No entanto, um importante destaque para a solução de problemas de desempenho humano no processo de controle é o desenvolvimento contínuo do mais alto nível da automação da sala de controle. Porque o caso da automação está bem além do ambiente de processo de controle.

Automação
A automação no capítulo refere-se à parte mecânica e elétrica na realização de trabalho. Em muitos casos, envolve a substituição de componentes da automação para tarefas, assim, pessoas são capazes de desempenhar.
É possível a operação humana por computador ou maquinas para ajudar na sobrecarga do operador. As diferentes propostas de automação podem ser assinaladas de quatro categorias gerais:
Funções que pessoas não podem realizar devido às limitações;
Funções que pessoas podem fazer, mas o desempenho é fraco ou o custo é alto para a carga de trabalho;
Desempenho exigido em áreas que as pessoas apresentam limitações;
Motivo econômico.
As funções humanas trocada pela automação, podem ser vistas que antes eram normalmente praticadas e, hoje não há mais o hábito de praticá-las, com alcance de tecnologias.

Vantagens da Automação
Preocupação ao custo (produção);
Aprimoramento da eficiência (temporização);
Facilitar rotinas (ex. piloto automático);
Redução da carga de trabalho (colaboração);

Desvantagens da Automação
Complexidade (exige uma sofisticação);
Não confiável (quantidade de rotinas estabelecidas);
Comunicação (retorno da pessoa monitor do trabalho automatizado).
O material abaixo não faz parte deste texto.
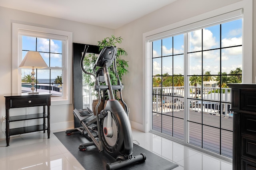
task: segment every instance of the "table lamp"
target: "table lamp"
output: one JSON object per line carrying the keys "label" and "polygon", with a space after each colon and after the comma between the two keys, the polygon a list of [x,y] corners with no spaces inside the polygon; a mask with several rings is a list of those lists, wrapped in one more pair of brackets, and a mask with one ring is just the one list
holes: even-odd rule
{"label": "table lamp", "polygon": [[28,92],[29,94],[38,94],[38,92],[34,92],[35,88],[34,86],[35,84],[34,80],[35,79],[34,76],[35,72],[34,71],[35,68],[42,68],[47,67],[48,66],[45,63],[42,57],[38,51],[29,51],[25,56],[23,60],[21,62],[19,67],[22,68],[29,68],[32,67],[32,72],[31,72],[31,90],[32,92]]}

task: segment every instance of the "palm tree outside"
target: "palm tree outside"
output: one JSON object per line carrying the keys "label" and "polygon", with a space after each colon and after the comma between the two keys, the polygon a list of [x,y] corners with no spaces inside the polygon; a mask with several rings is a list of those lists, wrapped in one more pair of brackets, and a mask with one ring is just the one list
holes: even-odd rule
{"label": "palm tree outside", "polygon": [[61,84],[62,83],[62,76],[57,76],[57,77],[55,78],[54,83],[56,84]]}

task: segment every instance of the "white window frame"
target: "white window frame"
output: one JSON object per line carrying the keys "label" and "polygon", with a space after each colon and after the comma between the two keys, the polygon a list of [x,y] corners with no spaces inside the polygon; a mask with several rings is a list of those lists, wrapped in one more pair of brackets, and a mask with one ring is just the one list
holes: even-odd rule
{"label": "white window frame", "polygon": [[[230,13],[234,11],[242,11],[243,16],[242,81],[244,83],[252,83],[254,81],[252,78],[252,0],[244,0],[143,34],[143,87],[145,89],[143,95],[143,98],[145,100],[143,100],[142,103],[142,128],[145,132],[149,132],[152,129],[152,119],[150,113],[152,110],[151,104],[152,76],[148,74],[152,72],[152,56],[148,50],[151,48],[150,41],[162,39],[164,37],[170,36],[170,35],[174,36],[180,34],[188,30],[198,29],[202,27],[206,27],[205,25],[207,22],[204,23],[206,20],[212,19],[212,23],[214,24],[214,20],[217,19],[218,20],[218,18],[221,17],[222,15],[228,15],[228,14],[231,14]],[[220,21],[220,20],[218,20],[218,21]],[[196,25],[197,24],[198,25]],[[207,25],[210,25],[209,24]],[[184,66],[185,68],[186,69],[186,65]],[[185,117],[184,121],[186,122]],[[186,129],[186,124],[184,123],[184,129]],[[184,137],[183,142],[185,145],[186,143],[186,136]]]}
{"label": "white window frame", "polygon": [[72,102],[72,33],[17,23],[12,23],[12,92],[21,93],[21,69],[18,66],[22,61],[22,35],[62,40],[63,69],[62,82],[64,84],[63,96],[51,98],[52,105],[69,104]]}

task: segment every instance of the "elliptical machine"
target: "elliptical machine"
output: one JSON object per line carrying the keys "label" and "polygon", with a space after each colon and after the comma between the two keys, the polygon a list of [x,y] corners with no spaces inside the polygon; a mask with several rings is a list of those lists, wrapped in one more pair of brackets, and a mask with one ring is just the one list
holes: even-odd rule
{"label": "elliptical machine", "polygon": [[[82,126],[68,130],[66,133],[79,131],[82,135],[90,138],[91,141],[80,145],[79,149],[85,150],[87,147],[94,145],[99,152],[103,150],[116,158],[116,162],[106,164],[107,170],[120,168],[128,165],[146,160],[144,153],[134,156],[133,155],[133,143],[131,127],[128,118],[127,106],[123,100],[122,90],[124,88],[116,70],[116,55],[117,49],[114,47],[106,47],[101,51],[95,63],[94,73],[85,70],[83,61],[89,46],[86,45],[81,59],[81,68],[86,74],[92,76],[95,79],[94,90],[97,92],[98,102],[95,109],[96,115],[88,108],[73,111],[76,118]],[[112,64],[118,80],[118,84],[112,85],[108,74],[108,68]],[[96,67],[98,67],[96,70]],[[100,82],[105,82],[100,85]],[[100,92],[106,90],[109,100],[105,109],[98,113],[101,101]],[[123,107],[118,101],[115,99],[113,90],[119,92]]]}

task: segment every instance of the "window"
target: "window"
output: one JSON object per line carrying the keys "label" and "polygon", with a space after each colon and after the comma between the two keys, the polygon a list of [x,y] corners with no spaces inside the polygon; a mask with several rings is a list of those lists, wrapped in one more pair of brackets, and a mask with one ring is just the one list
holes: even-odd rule
{"label": "window", "polygon": [[[62,87],[65,89],[66,86],[62,81],[64,41],[25,35],[22,35],[21,38],[22,60],[28,51],[38,51],[48,66],[47,68],[35,70],[35,91],[51,93],[53,97],[62,97]],[[28,86],[31,82],[31,69],[21,69],[22,92],[31,91],[31,86]]]}
{"label": "window", "polygon": [[211,12],[197,22],[182,21],[144,35],[151,131],[227,159],[232,152],[227,84],[252,82],[251,64],[245,63],[252,62],[252,27],[243,19],[251,21],[251,4],[239,4],[227,7],[230,12],[215,11],[216,17]]}
{"label": "window", "polygon": [[35,70],[36,90],[52,94],[52,105],[71,103],[72,33],[14,23],[13,35],[13,93],[30,91],[32,70],[18,66],[28,51],[38,51],[48,67]]}

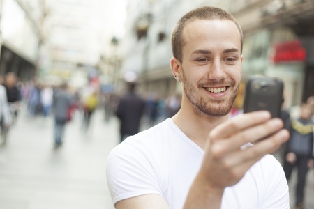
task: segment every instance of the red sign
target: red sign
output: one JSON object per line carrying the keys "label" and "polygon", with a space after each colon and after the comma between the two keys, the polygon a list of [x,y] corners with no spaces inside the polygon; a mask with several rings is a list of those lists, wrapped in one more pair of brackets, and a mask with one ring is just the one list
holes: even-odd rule
{"label": "red sign", "polygon": [[271,60],[274,63],[304,61],[306,57],[306,52],[299,40],[275,44],[273,48]]}

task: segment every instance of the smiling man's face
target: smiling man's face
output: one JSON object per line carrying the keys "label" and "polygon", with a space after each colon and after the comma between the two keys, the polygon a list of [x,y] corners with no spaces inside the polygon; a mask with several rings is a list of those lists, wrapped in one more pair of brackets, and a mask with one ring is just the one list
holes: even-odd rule
{"label": "smiling man's face", "polygon": [[241,74],[241,36],[236,25],[230,20],[195,20],[186,25],[183,35],[182,102],[209,116],[227,114]]}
O conceito de automatização adaptável é uma concepção atrativa, aproxima homem-máquina do projetista de sistema, que auxilia na resistência do homem a máquina no dinâmico e forma cooperativa de trabalho. E, certamente permanece na vanguarda dos projetistas em elaborar demais complexos automatizados. O mais importante é depender do entendimento fundamental e fascinante de teorias de desempenho humano.